One expert, Dr. Bruce Jacob of the University of Maryland, received $208,900 to testify about alternative technologies the memory industry — specifically manufacturers of DRAM — should have adopted in the 1990s instead of the Rambus designs. Judge McGuire said Jacob was “not persuasive,” because he, um, lacked expertise in memory design:
Professor Jacob had never done DRAM circuit design. Indeed, Professor Jacob had never designed any circuits for computer chips (even apart from DRAMs) that were to be fabricated prior to 2002. Aside from reviewing some DRAM data sheets, Professor Jacob, who was a student at the time, had no particular DRAM-related experience in the mid-1990s.

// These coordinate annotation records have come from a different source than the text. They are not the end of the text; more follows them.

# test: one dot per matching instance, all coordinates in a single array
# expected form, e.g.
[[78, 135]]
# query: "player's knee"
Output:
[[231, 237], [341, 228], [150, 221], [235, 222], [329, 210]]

Professor Jacob did not obtain his graduate degree and begin to teach electrical engineering until 1997
A second expert, economist R. Preston McAfee, received $573,000 to detail the alternate universe that would have existed if the DRAM industry had adopted non-Rambus technologies. Like most “expert” economics testimony, McAfee was compelled to work backwards from the FTC’s conclusions. As with Dr. Jacob, Judge McGuire found McAfee’s testimony “not persuasive.” Among the problems was Dr. McAfee’s conclusion that there were “equal or superior technologies” that the DRAM industry should have adopted; Judge McGuire said this analysis was “flawed,” because Dr. McAfee “did not quantify” any cost, performance, or future flexibility differences between Rambus and non-Rambus technologies.
Overall, the FTC’s attempt to retroactively create an alternate DRAM universe demonstrated an appalling mix of arrogance and ignorance. Judge McGuire issued his initial decision dismissing the case in February 2004. The FTC then took three years to review, reverse, and rewrite the decision in favor of the Commission’s position; this was followed by another two years of review by the federal appellate courts, which ultimately reversed the Commission and reinstated McGuire’s original decision. The FTC, however, never wavered from its view that it knew best, even after conceding defeat in the courts.

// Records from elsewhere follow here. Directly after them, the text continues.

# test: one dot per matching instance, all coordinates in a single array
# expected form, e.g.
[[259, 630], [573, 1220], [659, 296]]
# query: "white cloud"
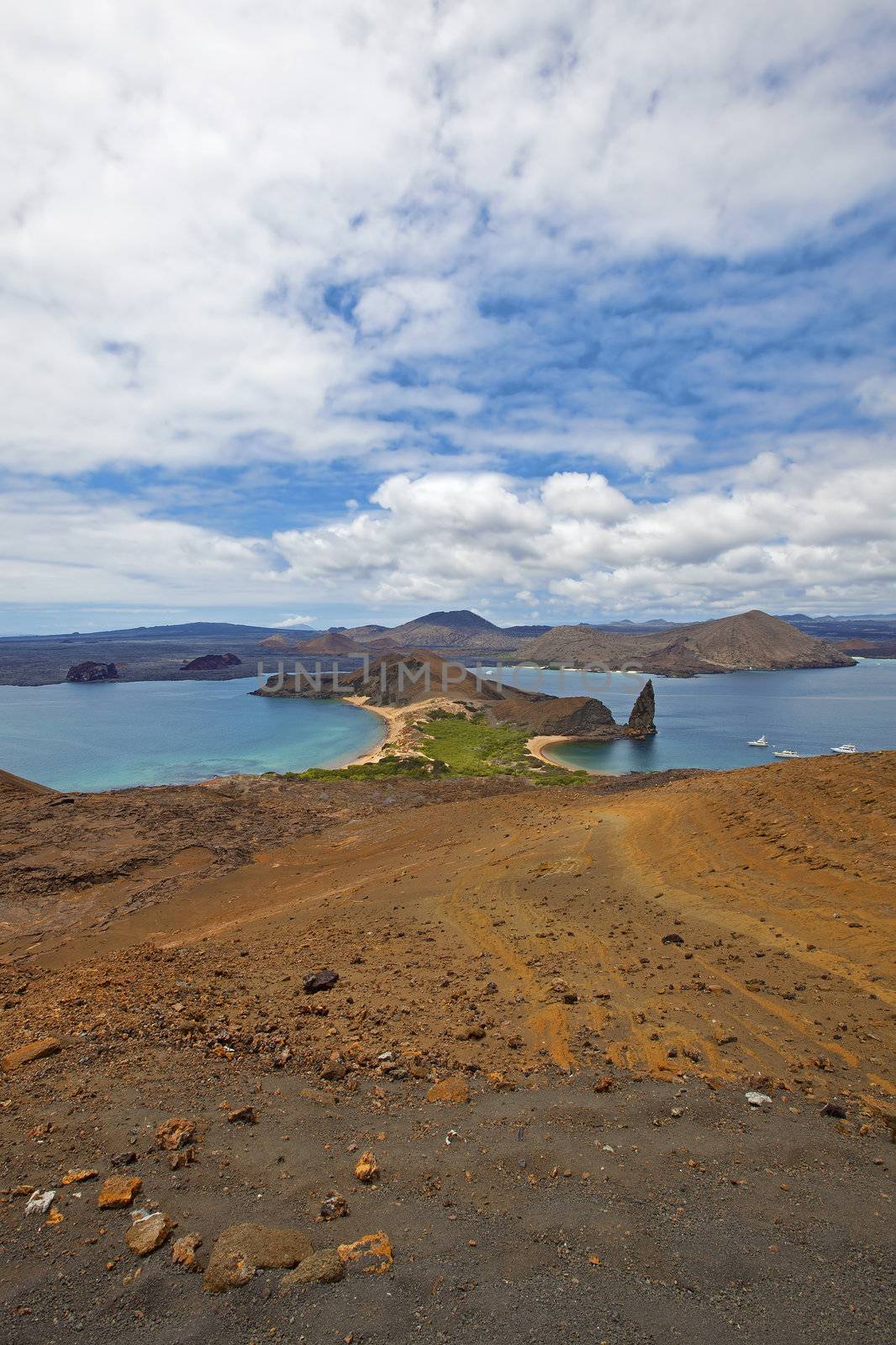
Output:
[[568, 542], [186, 179]]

You can condemn the FTC’s petulance, but it’s more important to understand where it comes from. These people sat at their desks for 20 years, obtained that all-important schooling credential, “worked” as lawyers (or academics) in a field where they could fabricate any theory they wanted without any regard for economics or empirical data, and ultimately found themselves rewarded with a government title, salary, benefits, and staff. What do you think the consequences of such a system are?
*The current five commissioners include two career government attorneys, two career antitrust litigators, and a law professor who consulted foreign governments on antitrust policy.